Ma question : quels sont les droits de chacun ? Une seule personne peut-elle s’approprier des documents de famille, à sa guise et sans l’approbation des autres membres de la famille ? Mon père, un des deux enfants restants, a-t-il un droit ? Et par conséquent, les autres petits-enfants ?
Existe-t-il des moyens juridiques afin de l’obliger à communiquer les documents ?
Je vous remercie à l’avance pour vos conseils.
Il est de coutume (mais ce n’est pas une obligation) que ce soit l’aîné qui récupère les documents familiaux. A son décès, ils doivent revenir à son/ses frères et/ou sœurs et ainsi de suite, avant d’être transmis aux descendants selon le même principe.
Avez-vous essayé de lui adresser un courrier en recommandé avec accusé de réception ?
Assistance publique janvier 2010
Ma demande concerne ma grand-mère maternelle qui a été confiée à une nourrice à sa naissance avec un budget pour s'en occuper pendant une longue période donnée.
Je connais les noms des deux parents, mais je ne trouve pas leur lieu de résidence ni leur lieu de naissance.
Elle a été remise à l'assistance publique, après un certain temps puis confiée à une famille.
Ma mère très âgée aujourd'hui n'a jamais pu avoir accès à son dossier dont on lui a dit soit que c'était impossible, soit qu'il avait disparu.... Or ma grand-mère a eu elle-même accès à des informations de ce dossier quand elle était âgée pour sa retraite ( la liste de tous ses employeurs depuis sa tendre enfance).
Ma mère sait aujourd'hui par une personne informée que le dossier existe.
La famille a-t-elle le droit de le consulter ?
Si oui, sur quoi peut-on s'appuyer ?
Si vous connaissez le lieu de placement de votre grand-mère, vous pouvez contacter par écrit les archives départementales du ressort du lieu du placement et leur demander l’entière copie du dossier. N’oubliez pas de joindre un maximum de renseignements et le numéro matricule de la personne.
Pupille de l’Assistance publique décembre 2009
Sur un acte de mariage et de naissance j’ai une cousine, née le 8 décembre 1912, pupille de l’Assistance publique de la Haute-Vienne.
Pour son mariage, elle à 19 ans et est autorisée par le Conseil de Famille.
Sur les actes, pas de commune de citée. Que dois-je faire pour continuer les recherches ?
Merci de votre réponse.
Seuls ses ayants-droit pourront consulter son dossier probablement déposé aux archives départementales de la Haute-Vienne.
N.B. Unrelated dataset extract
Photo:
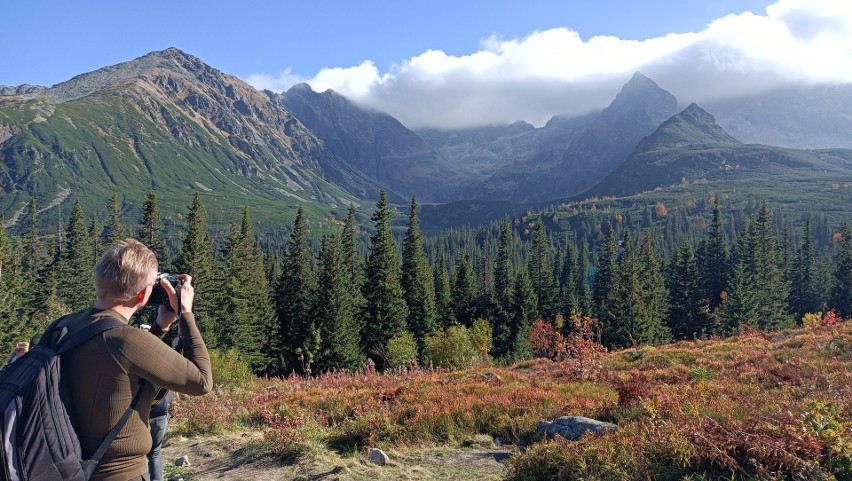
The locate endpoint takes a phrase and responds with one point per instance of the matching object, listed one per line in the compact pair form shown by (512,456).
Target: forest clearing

Nomination de tuteur novembre 2009
En 1739, lors de son mariage avec Jean Baptiste COLLAERT à STAPLE (Nord), Eugénie Isabelle Claire DE PECKER est dit "fille mineure âgée de vingt ans environ notre paroissienne ay recueilli le consentement mutuel des personnes et du consentement des parents du contractant et des tuteurs de la contractante".
Pourriez-vous me dire comment, dans les années 1720-1740, étaient nommés les tuteurs ? Y avait-il déjà un "juge des tutelles" ? Comment pourrais-je retrouver le nom des tuteurs, le pourquoi de cette nomination (orpheline ?) et comment retrouver le nom des parents ?
Merci d'avance car je suis complètement bloqué dans cette branche.
Il devait y avoir ce qu’on appelle un « conseil de famille ».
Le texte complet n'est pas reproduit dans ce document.